Théo Gachet - Portfolio

T.E.S.S.

Text Entry Suggestion System

Project Details

Category: Data Science
Date: April 2023
Mark: 19/20
Language: C with GTK
GitHub: Project Repository
Project Report (in French)

TESS (Text Entry Suggestion System) is born from a collaborative work between Kawtar El Mamoun and myself. Our main objective was to create a human-machine interface that provides suggestions for incomplete user input. For this, we chose to implement hash tables. TESS should also be capable of capturing and storing entered words as well as the most frequently used words. Spelling will be systematically checked, and the user will have the option to add names and acronyms.

TESS utilizes various data structures, including hash tables and linked lists, to efficiently store and manipulate text data. It offers a range of features and functionalities that enhance the user's text editing experience. Some of the key features of TESS include:

Text Editing: TESS allows users to enter and edit text, providing standard operations such as insertion, deletion, and modification of words and phrases.

Predictive Text Suggestions: TESS leverages a prediction algorithm to provide users with intelligent suggestions for completing their words or phrases. It predicts the most likely next words based on the context and previously entered text.

Spell Checking and Correction: TESS includes a spell checking mechanism that detects misspelled words and offers possible corrections. It also allows users to add new words to the system's dictionary.
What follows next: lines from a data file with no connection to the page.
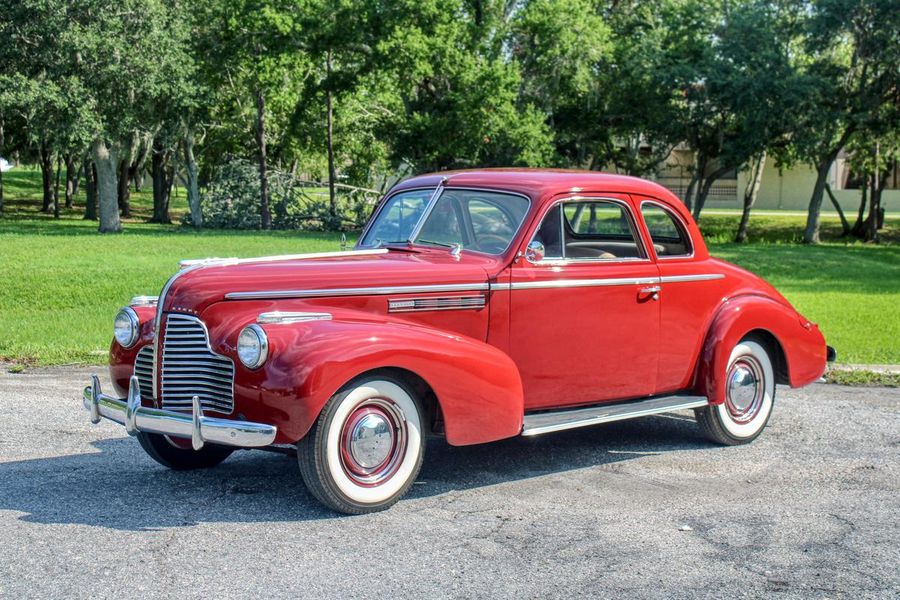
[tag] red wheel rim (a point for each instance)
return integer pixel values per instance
(373, 441)
(745, 389)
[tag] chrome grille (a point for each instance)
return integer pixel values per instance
(143, 370)
(190, 368)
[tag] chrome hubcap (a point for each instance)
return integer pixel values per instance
(745, 389)
(373, 441)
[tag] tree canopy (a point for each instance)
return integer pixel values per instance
(358, 92)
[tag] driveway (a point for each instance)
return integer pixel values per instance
(636, 509)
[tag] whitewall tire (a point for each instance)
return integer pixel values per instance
(749, 397)
(365, 449)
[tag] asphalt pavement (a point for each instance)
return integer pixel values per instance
(636, 509)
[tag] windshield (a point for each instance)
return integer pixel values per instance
(474, 220)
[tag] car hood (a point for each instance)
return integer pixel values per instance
(200, 285)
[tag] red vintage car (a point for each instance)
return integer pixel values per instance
(476, 306)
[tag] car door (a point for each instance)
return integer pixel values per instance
(584, 320)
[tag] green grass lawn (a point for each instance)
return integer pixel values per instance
(62, 282)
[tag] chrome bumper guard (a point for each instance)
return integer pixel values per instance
(194, 426)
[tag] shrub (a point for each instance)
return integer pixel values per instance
(232, 201)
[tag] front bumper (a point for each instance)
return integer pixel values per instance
(194, 426)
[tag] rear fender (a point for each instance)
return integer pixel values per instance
(801, 342)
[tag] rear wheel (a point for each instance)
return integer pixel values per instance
(749, 397)
(178, 455)
(365, 449)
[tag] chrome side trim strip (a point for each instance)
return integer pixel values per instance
(435, 195)
(366, 291)
(276, 258)
(683, 278)
(567, 283)
(432, 304)
(546, 422)
(278, 317)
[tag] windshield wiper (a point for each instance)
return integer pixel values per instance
(444, 244)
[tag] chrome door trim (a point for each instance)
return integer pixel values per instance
(574, 283)
(363, 291)
(685, 278)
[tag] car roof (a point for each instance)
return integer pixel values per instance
(543, 184)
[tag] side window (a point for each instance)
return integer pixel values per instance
(549, 234)
(599, 229)
(667, 233)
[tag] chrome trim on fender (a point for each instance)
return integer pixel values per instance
(558, 420)
(195, 427)
(367, 291)
(570, 283)
(684, 278)
(278, 317)
(401, 305)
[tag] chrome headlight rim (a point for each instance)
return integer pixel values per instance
(263, 342)
(135, 327)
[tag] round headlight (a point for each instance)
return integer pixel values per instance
(126, 327)
(253, 346)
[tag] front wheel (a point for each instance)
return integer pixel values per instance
(365, 449)
(178, 455)
(749, 396)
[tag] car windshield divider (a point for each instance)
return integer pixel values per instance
(431, 202)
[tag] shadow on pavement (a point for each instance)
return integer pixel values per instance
(121, 488)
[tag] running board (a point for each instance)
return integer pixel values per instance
(545, 422)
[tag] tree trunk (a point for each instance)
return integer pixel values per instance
(265, 216)
(56, 186)
(750, 194)
(696, 176)
(123, 192)
(329, 110)
(90, 188)
(704, 190)
(106, 163)
(2, 143)
(193, 186)
(137, 167)
(845, 226)
(158, 161)
(872, 223)
(46, 158)
(811, 235)
(71, 179)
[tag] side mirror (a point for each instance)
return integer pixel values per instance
(534, 253)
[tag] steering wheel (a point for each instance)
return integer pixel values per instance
(491, 242)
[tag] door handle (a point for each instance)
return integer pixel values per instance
(653, 290)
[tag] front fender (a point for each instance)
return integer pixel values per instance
(478, 387)
(801, 342)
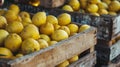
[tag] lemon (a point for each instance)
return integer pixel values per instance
(14, 8)
(14, 27)
(94, 1)
(43, 43)
(83, 4)
(74, 4)
(39, 18)
(5, 53)
(112, 13)
(95, 14)
(45, 37)
(2, 12)
(102, 11)
(102, 5)
(73, 59)
(73, 28)
(19, 55)
(30, 45)
(47, 28)
(107, 1)
(92, 8)
(18, 18)
(52, 42)
(84, 27)
(64, 19)
(24, 14)
(66, 29)
(59, 35)
(56, 26)
(3, 22)
(63, 64)
(52, 19)
(10, 16)
(67, 8)
(26, 21)
(13, 42)
(30, 31)
(3, 35)
(114, 6)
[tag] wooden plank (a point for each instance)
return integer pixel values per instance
(59, 52)
(115, 50)
(87, 61)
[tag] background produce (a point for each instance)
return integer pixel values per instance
(94, 7)
(21, 33)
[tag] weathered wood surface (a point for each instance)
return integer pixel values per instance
(107, 26)
(105, 53)
(87, 61)
(59, 52)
Efficient Data Storage: TESS employs hash tables to efficiently store and retrieve words and their associated information, such as occurrence count and suggestions. This ensures quick access and manipulation of text data.

User-Friendly Interface: TESS features a user-friendly interface, either through a command-line interface or a graphical user interface (GUI) built using the GTK3 library. The GUI provides intuitive controls and displays relevant information for easy interaction with the system.

Presentation

Intuitive Input

The goal of the project is to create a human-machine interface that provides suggestions for incomplete user input. The implemented application should also be capable of capturing and storing entered words as well as the most frequently used words. Spelling will be systematically checked, and the user will have the option to add names and acronyms.

Instructions

The application should be able to facilitate interaction between the user and the program through a user-friendly interface in the C language, allowing for:

Enabling/disabling the prediction of the n = 3 most frequently/recently used words before all letters are typed. These predictions come from the provided prediction dictionary and can be supplemented by the French dictionary.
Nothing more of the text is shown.